Update: The new version of JUXTA (version 1.4, released September 2010) can collate XML files in any valid schema, including P4 and P5 from the Text Encoding Initiative. So you can now collate encoded texts against plain texts, such as Google OCR scans. For a more elaborately encoded text, you can easily select options that will produce a clean text if you have a basic understanding of TEI. But the post’s point still holds. In most case you don’t NEED to understand TEI schema. JUXTA’s default import options work quite well for majority of XML texts.
I am in the first flush of enthusiasm for JUXTA, the textual collation tool from NINES. It is a beautiful thing that could achieve an absurdly unrealistic goal, to democratize the practice of textual scholarship and make it accessible to most literary scholars. I think the Whitman air is getting to me. Blakeans would never imagine “democratizing” literary scholarship. In any case, JUXTA is a tool of this moment in time, the moment of free online archives of texts. Its transformative power is its ability to compare unencoded texts.
Even though I used the term unencoded in the loose sense (all texts are encoded, see McGann), the fact that JUXTA can collate texts that lack formal markup (that is, REQUIRES texts without markup) was a big stumbling block for me. On trying the latest version, I discovered a stable application with sufficient documentation to collate text in the wild, such as raw OCR. In three days I’ve collated three texts: Sarah Orne Jewett’s The Country of Pointed Firs, Augusta Jane Evans’s St. Elmo, and Harriet Beecher Stowe’s Uncle Tom’s Cabin. Maybe I should say two “texts in the wild.” I’ve spent to much time domesticating wild texts of Uncle Tom’s Cabin to bother with the wild ones anymore.
With JUXTA, a basic familiarity with online archives, and minimal familiarity with text encoding, you can compare two printed versions of a text with relative ease. To gain a basic familiarity with online archives of texts is not a trivial exercise, but dabblers can get started at my summary of digital American Literature collections. Scholars should search a library catalog instead of my indiosyncratic collection.

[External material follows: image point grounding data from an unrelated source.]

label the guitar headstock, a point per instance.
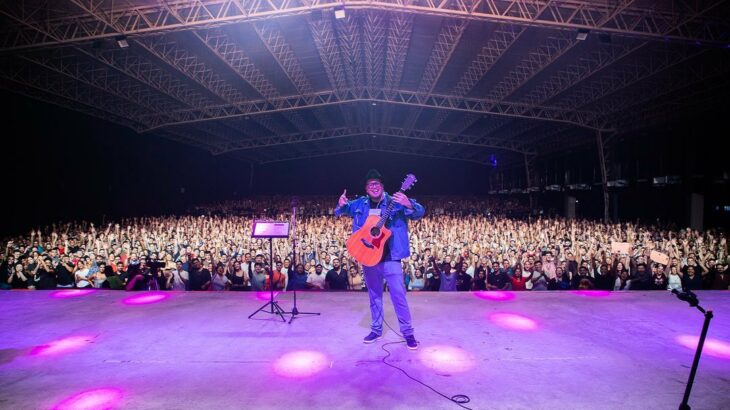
(408, 182)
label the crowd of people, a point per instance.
(462, 244)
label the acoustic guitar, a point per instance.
(366, 245)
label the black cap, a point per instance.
(373, 174)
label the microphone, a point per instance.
(687, 296)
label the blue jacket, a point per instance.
(359, 210)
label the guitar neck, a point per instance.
(388, 211)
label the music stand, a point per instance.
(271, 230)
(294, 311)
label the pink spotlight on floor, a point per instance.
(263, 295)
(512, 321)
(61, 346)
(446, 359)
(591, 293)
(71, 293)
(495, 295)
(146, 298)
(713, 347)
(104, 398)
(300, 364)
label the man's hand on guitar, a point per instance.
(402, 199)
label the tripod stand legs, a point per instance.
(275, 310)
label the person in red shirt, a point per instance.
(518, 282)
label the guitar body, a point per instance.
(366, 245)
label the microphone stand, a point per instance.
(691, 298)
(294, 311)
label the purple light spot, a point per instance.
(591, 293)
(300, 364)
(60, 346)
(146, 298)
(713, 347)
(71, 293)
(512, 321)
(495, 295)
(104, 398)
(265, 295)
(446, 359)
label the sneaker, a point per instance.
(411, 342)
(372, 338)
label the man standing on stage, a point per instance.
(389, 268)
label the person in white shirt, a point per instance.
(674, 281)
(316, 280)
(81, 275)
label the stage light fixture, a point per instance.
(122, 41)
(340, 12)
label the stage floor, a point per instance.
(541, 350)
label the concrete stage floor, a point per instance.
(541, 350)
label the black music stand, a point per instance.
(271, 230)
(294, 311)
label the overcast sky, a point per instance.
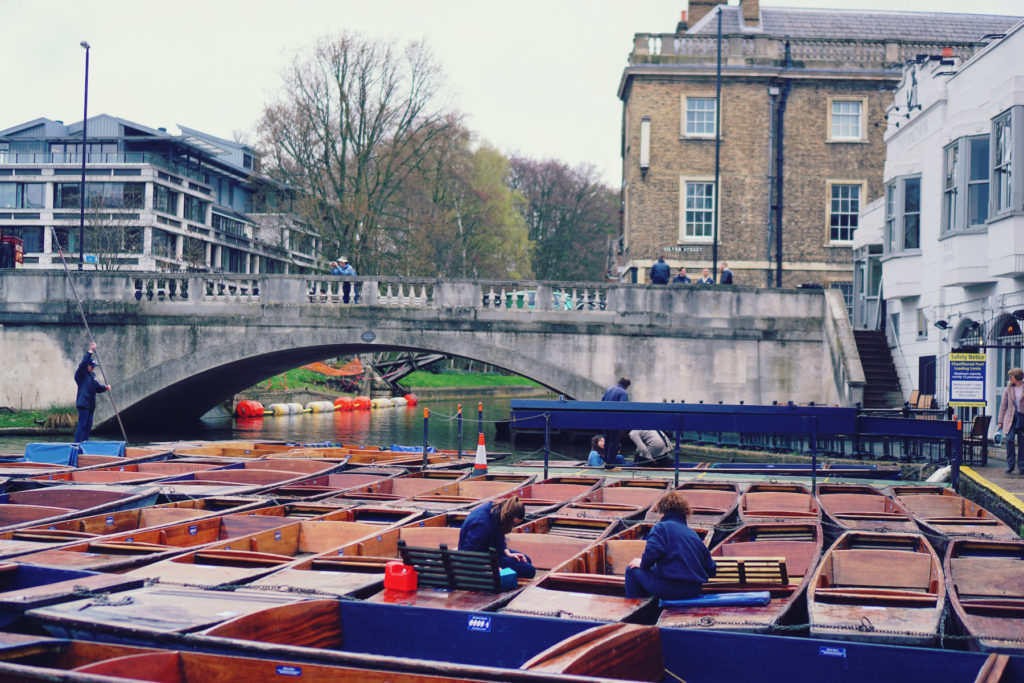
(535, 77)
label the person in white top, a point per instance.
(1012, 418)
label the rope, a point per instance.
(88, 332)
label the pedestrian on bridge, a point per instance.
(612, 437)
(88, 387)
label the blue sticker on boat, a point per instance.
(477, 623)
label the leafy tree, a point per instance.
(354, 121)
(570, 215)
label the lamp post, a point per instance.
(81, 191)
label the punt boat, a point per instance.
(77, 529)
(778, 502)
(711, 502)
(885, 588)
(862, 508)
(625, 499)
(48, 505)
(798, 545)
(985, 584)
(943, 515)
(468, 493)
(589, 586)
(542, 498)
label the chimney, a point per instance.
(699, 8)
(752, 11)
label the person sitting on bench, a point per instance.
(485, 528)
(675, 563)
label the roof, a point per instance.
(933, 28)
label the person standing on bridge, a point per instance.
(613, 436)
(88, 387)
(659, 272)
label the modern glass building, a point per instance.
(154, 201)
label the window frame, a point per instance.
(829, 185)
(684, 116)
(683, 182)
(861, 133)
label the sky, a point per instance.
(537, 78)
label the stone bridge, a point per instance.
(175, 345)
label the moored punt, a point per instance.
(32, 539)
(779, 502)
(985, 584)
(625, 499)
(885, 588)
(943, 515)
(797, 549)
(862, 508)
(466, 494)
(711, 503)
(545, 497)
(48, 505)
(357, 567)
(590, 586)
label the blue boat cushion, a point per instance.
(53, 454)
(103, 449)
(744, 599)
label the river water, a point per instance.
(378, 427)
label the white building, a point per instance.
(952, 232)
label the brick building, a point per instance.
(804, 97)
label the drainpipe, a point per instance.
(779, 158)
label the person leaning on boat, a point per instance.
(485, 527)
(1012, 420)
(675, 563)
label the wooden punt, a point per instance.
(885, 588)
(248, 557)
(711, 503)
(357, 567)
(397, 488)
(542, 498)
(32, 539)
(48, 505)
(327, 485)
(854, 507)
(465, 494)
(589, 586)
(779, 502)
(985, 584)
(798, 547)
(944, 515)
(624, 499)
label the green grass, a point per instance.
(424, 379)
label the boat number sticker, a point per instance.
(478, 624)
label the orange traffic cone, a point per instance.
(480, 464)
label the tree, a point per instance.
(355, 121)
(570, 215)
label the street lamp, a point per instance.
(81, 191)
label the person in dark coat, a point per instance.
(613, 437)
(675, 563)
(88, 387)
(485, 527)
(659, 272)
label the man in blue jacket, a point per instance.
(675, 564)
(88, 387)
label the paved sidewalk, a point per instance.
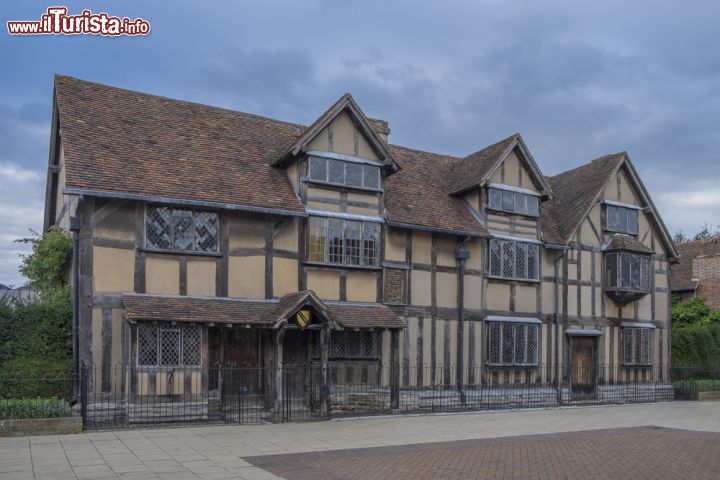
(218, 452)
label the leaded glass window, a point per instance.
(342, 172)
(344, 242)
(353, 344)
(514, 260)
(637, 346)
(628, 271)
(513, 202)
(512, 343)
(169, 345)
(621, 219)
(180, 229)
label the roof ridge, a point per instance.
(178, 100)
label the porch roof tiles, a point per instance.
(172, 308)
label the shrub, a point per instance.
(24, 408)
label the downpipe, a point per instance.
(557, 326)
(461, 254)
(75, 229)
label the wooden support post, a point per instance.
(395, 369)
(278, 339)
(324, 372)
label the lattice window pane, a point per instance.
(353, 174)
(533, 262)
(371, 176)
(338, 345)
(353, 233)
(191, 346)
(508, 259)
(521, 203)
(495, 258)
(625, 273)
(494, 342)
(371, 243)
(632, 221)
(182, 221)
(520, 344)
(635, 274)
(335, 240)
(169, 346)
(318, 239)
(508, 347)
(147, 344)
(533, 205)
(336, 170)
(495, 199)
(521, 260)
(206, 231)
(508, 200)
(532, 340)
(354, 344)
(317, 169)
(158, 227)
(369, 344)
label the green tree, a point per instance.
(46, 265)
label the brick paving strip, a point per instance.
(636, 453)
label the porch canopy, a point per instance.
(273, 313)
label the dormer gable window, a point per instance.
(513, 200)
(344, 172)
(621, 218)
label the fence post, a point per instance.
(395, 369)
(83, 393)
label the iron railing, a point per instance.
(120, 397)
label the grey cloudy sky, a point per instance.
(576, 79)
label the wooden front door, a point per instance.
(583, 368)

Unencoded really means unencoded. All XML tags except the opening header tags, closing tags, and JUXTA’s milestone tags are prohibited. If you download an XML-encoded text, you’ll need to know how to remove its encoding. There are many ways to do this, but an XML parser with an Identity XSLT script is probably the easiest. If I’ve started talking gibberish to you, don’t do it this way. You’ll get frustrated before you ever recognize the beauty of JUXTA. In any case, remove all tags, tag-like character detritus (i.e., angle brackets), and entities (i.e., those things that begin with ampersand signs).
I hope to return to this soon, but I’ve too much collating to do. After I drafted this, I left it sitting in my draft box. And now I wonder what I was thinking. Most literary scholars will not compare texts because it would not occur to them that the differences could be meaningful. But maybe they can spare a few hours to compare two versions of a novel.
I of course mean “Dummies” in the best sense, that used by Wiley publishing for its famous series of how-to books on technical matters, for people who want to learn but not allow their book titles to show their interest in self-improvement. The Dummies label is oddly portable, but I lack sufficient imagination to understand how Post-Traumatic Stress Disorder for Dummies could possibly fit into the series.
By the way, the textual comparison work in the previous post (one below), on Sarah Orne Jewett’s Pointed Firs, is based on JUXTA work.
NOTE: JUXTA is the right tool for collating scanned and OCR’d text if your interest is the major differences between two different printings of the same text. For comparing two copies from the same setting of type, Juxta is the wrong tool. You need a tool for sight-based collating, such as the Hinman Collator, Lindstrand Comparator, Haley’s Comet, or McLeod’s portable collator. But you don’t need a device of any type. I’ve written a post on device-free collating.